Drug Discovery in Liver Disease Using Kinome Profiling

Abstract

The liver is one of the most important organs, playing critical roles in maintaining biochemical homeostasis. Accordingly, disease of the liver is often debilitating and responsible for untold human misery. As biochemical nexus, with kinases being master regulators of cellular biochemistry, targeting kinase enzymes is an obvious avenue for treating liver disease. Development of such therapy, however, is hampered by the technical difficulty of obtaining comprehensive insight into hepatic kinase activity, a problem further compounded by the often unique aspects of hepatic kinase activities, which makes extrapolations from other systems difficult. This consideration prompted us to review the current state of the art with respect to kinome profiling approaches towards the hepatic kinome. We observe that currently four different approaches are available, all showing significant promise. Hence we postulate that insight into the hepatic kinome will quickly increase, leading to rational kinase-targeted therapy for different liver diseases.

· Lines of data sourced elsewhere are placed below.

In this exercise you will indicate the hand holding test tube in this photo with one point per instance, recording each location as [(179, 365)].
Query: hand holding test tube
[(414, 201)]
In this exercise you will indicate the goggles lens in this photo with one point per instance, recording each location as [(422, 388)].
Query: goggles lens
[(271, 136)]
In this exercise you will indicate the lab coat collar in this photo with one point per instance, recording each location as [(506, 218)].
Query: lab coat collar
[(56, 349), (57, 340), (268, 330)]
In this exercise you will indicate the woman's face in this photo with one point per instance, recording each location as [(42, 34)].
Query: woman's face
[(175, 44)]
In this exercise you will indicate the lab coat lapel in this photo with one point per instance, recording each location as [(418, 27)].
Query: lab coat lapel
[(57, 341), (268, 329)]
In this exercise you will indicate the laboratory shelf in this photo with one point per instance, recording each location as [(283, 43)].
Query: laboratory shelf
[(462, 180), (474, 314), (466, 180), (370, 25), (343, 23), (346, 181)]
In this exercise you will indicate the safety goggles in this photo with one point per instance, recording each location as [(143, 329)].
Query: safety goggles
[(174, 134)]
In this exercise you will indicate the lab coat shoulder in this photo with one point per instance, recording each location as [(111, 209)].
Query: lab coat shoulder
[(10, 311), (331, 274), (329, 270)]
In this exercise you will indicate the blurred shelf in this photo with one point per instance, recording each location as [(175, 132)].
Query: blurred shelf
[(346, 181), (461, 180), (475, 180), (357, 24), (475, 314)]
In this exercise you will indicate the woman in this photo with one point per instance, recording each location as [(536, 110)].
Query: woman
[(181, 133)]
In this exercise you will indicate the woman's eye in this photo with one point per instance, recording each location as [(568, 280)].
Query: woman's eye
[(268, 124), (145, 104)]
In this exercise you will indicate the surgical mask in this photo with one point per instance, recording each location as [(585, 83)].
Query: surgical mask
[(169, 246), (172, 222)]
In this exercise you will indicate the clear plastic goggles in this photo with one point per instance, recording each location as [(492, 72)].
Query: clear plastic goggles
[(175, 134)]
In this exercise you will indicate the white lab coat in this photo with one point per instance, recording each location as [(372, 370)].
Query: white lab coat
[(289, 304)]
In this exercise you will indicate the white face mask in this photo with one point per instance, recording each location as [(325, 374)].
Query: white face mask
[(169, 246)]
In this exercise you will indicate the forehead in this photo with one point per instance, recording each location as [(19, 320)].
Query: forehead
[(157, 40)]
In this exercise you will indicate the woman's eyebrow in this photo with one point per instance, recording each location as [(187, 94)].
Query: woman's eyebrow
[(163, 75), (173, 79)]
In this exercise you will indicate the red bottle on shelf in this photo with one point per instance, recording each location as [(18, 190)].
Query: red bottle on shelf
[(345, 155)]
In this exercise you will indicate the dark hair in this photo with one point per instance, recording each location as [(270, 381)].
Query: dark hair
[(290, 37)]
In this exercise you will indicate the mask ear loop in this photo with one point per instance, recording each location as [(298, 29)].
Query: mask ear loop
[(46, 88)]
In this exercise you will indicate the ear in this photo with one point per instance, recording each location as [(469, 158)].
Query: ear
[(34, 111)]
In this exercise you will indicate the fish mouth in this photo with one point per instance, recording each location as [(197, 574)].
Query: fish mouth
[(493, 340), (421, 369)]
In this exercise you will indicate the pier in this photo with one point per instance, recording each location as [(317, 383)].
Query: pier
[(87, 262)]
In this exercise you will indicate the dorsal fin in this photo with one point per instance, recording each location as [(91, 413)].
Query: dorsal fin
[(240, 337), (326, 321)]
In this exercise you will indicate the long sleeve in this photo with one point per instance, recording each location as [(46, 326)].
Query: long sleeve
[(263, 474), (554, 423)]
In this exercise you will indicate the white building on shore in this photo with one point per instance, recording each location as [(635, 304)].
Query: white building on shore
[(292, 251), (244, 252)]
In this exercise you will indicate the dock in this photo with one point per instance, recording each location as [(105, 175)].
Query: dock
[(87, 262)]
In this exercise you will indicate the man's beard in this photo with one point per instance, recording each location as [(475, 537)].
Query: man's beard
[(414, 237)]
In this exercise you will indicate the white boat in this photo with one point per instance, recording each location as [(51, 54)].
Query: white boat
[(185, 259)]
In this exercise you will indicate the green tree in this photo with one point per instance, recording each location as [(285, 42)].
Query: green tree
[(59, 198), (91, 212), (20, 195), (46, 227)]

Keywords: hepatitis; hepatocellular carcinoma; hepatocytes; kinases; kinome; liver; peptide arrays.

Figure 7

Common signaling pathways in liver disease (primarily HCC) and the kinase inhibitors aimed at these pathways. Receptor tyrosine kinase (RTK) inhibitors are the main group of kinase inhibitors currently used in clinical practice. Most RTKs activate common downstream pathways: the JAK/STAT pathway, the mitogenic Ras/Raf/MEK/ERK pathway, and the PI3K/PKB survival pathway. These pathways show considerable overlap, with Src activating several of their members, and the guanine nucleotide exchange factor SOS being a target for both the adaptor protein Grb (activated via RTKs) and the oncogene Bcr-Abl (Figure based on [69,123]).

Figure 1

Kinobead-based profiling constitutes a chemical proteomics approach that entails the profiling of the interaction of small molecules with kinases. Following capture by immobilized kinase inhibitors the bound proteins are quantified in parallel by mass spectrometry using isobaric tags for relative and absolute quantification (iTRAQ) or comparable technology.

Figure 2

Kinase activity assay for kinome profiling (KAYAK). Synthetic substrate peptides are pooled and incubated with cell lysate. After quenching, isotope-labeled phosphopeptides of identical sequence to substrate peptides are added in a gnostic concentration to allow absolute quantification. Following enrichment of phosphorylated substrate peptides by immobilized metal-ion affinity chromatography results are obtained by analysis through LC–MS. Pairs of light and heavy peptides differ in mass and can be quantified by calculating the ratio.

Figure 3

Phospho-kinase antibody array. Using specific capture antibodies spotted onto nitrocellulose membranes, the proteome profiler antibody array binds selected kinases when these membranes are incubated with experimental samples. A horseradish-peroxidase-coupled detection antibody, which recognizes phosphorylated tyrosine is added. Kinases are subsequently visualized by chemiluminescent detection reagents.

Figure 4

Peptide array-based profiling. Spatially addressed peptide substrates are immobilized and incubated with biological samples. Kinase activity is detected by incorporation of radioactivity into the substrates.

Figure 5

Kinetic kinase target sequence arrays. The microarray assay for kinase activity profiling is based on measuring peptide phosphorylation by protein kinases. The peptide sequences (13 amino acids long) harbor phosphorylation sites. Fluorescently labeled anti-phospho antibodies are used to detect phosphorylation activity of kinases present in the sample.

Figure 6

Analysis of native proteins for kinome profiling vs. denatured proteins for Western blot analysis. Kinome profiling can be performed on tissue samples or stimulated/unstimulated cells or cell lines. Placing cells on ice is important to fix the state of phosphorylation and enzymatic activity at the timepoint of interest. While for Western blot analysis samples are reduced and denatured by addition of (for instance) Laemmli buffer and boiling of the samples, proteins generally need to remain in their native state for kinome analysis. Mild lysis in the presence of protease inhibitors is recommended, and samples need to be kept cold at all preparatory steps. In order to reactivate resident enzymes, samples are heated to 37 °C for kinome applications depending on enzymatic activity.